Last week, about 100 members and supporters of the group, including three doctors and four state lawmakers, held a rally and press conference at the Cumberland Public Library ahead of a presentation by health bureaucrats on the vaccine mandate. The outraged crowd, mostly concerned parents, carried hand-made signs with slogans such as “my child, my choice,” “no mandate,” and “it’s a family’s choice, not the government’s,” showed pictures published online by local media outlets and activists.

Among those speaking was Dr. Mark Brady, who told the crowd that the vaccine mandate “smacks of paternalism” and that the health department “cannot demonstrate a clear and present danger from the virus.” Another doctor, Christopher Black, told the crowd that he did not want his patients, children, or friends’ children to be part of an “experiment.” “Who is going to back us up when something goes terribly wrong?” he asked.

Others spoke out against adverse reactions to vaccines suffered by their own children.

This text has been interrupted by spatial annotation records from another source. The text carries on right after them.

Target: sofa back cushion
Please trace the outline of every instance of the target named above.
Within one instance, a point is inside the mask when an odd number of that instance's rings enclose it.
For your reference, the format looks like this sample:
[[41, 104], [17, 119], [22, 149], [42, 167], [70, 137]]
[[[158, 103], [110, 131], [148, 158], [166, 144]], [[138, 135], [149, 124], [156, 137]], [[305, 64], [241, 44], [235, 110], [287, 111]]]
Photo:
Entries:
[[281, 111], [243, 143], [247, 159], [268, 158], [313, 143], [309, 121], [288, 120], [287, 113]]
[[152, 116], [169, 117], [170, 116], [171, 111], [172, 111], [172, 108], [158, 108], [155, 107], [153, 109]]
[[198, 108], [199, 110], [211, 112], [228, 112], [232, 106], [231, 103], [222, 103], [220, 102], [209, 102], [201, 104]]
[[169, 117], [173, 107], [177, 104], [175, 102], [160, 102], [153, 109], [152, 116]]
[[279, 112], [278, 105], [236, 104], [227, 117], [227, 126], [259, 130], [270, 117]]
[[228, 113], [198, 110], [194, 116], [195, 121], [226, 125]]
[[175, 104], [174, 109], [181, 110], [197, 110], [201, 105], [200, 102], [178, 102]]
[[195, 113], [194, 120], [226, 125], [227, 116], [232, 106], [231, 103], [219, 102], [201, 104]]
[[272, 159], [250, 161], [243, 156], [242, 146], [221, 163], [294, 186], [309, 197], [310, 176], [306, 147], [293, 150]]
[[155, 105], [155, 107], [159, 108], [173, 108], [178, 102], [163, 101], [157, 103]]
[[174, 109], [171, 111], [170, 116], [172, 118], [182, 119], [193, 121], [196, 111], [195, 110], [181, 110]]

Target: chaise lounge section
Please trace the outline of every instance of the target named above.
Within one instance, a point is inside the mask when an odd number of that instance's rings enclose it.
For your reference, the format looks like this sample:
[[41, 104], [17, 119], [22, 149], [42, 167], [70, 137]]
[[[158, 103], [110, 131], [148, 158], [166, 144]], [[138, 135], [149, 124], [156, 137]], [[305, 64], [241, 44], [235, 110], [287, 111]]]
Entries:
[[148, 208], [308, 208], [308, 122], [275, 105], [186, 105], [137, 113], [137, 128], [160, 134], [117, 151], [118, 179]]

Dr. Stephen Petteruti, for example, said his stepson suffered temporary blindness after a vaccination, which has still not been investigated, The Valley Breeze reported. Local mother Michelle Rennick, meanwhile, described as many as 10 different diseases that afflicted her daughter after receiving the controversial HPV vaccine. Taxpayers have paid out around $3 billion to victims of vaccines or their families, because U.S. lawmakers granted vaccine makers immunity from having to pay damages owing to injuries or deaths caused by their products.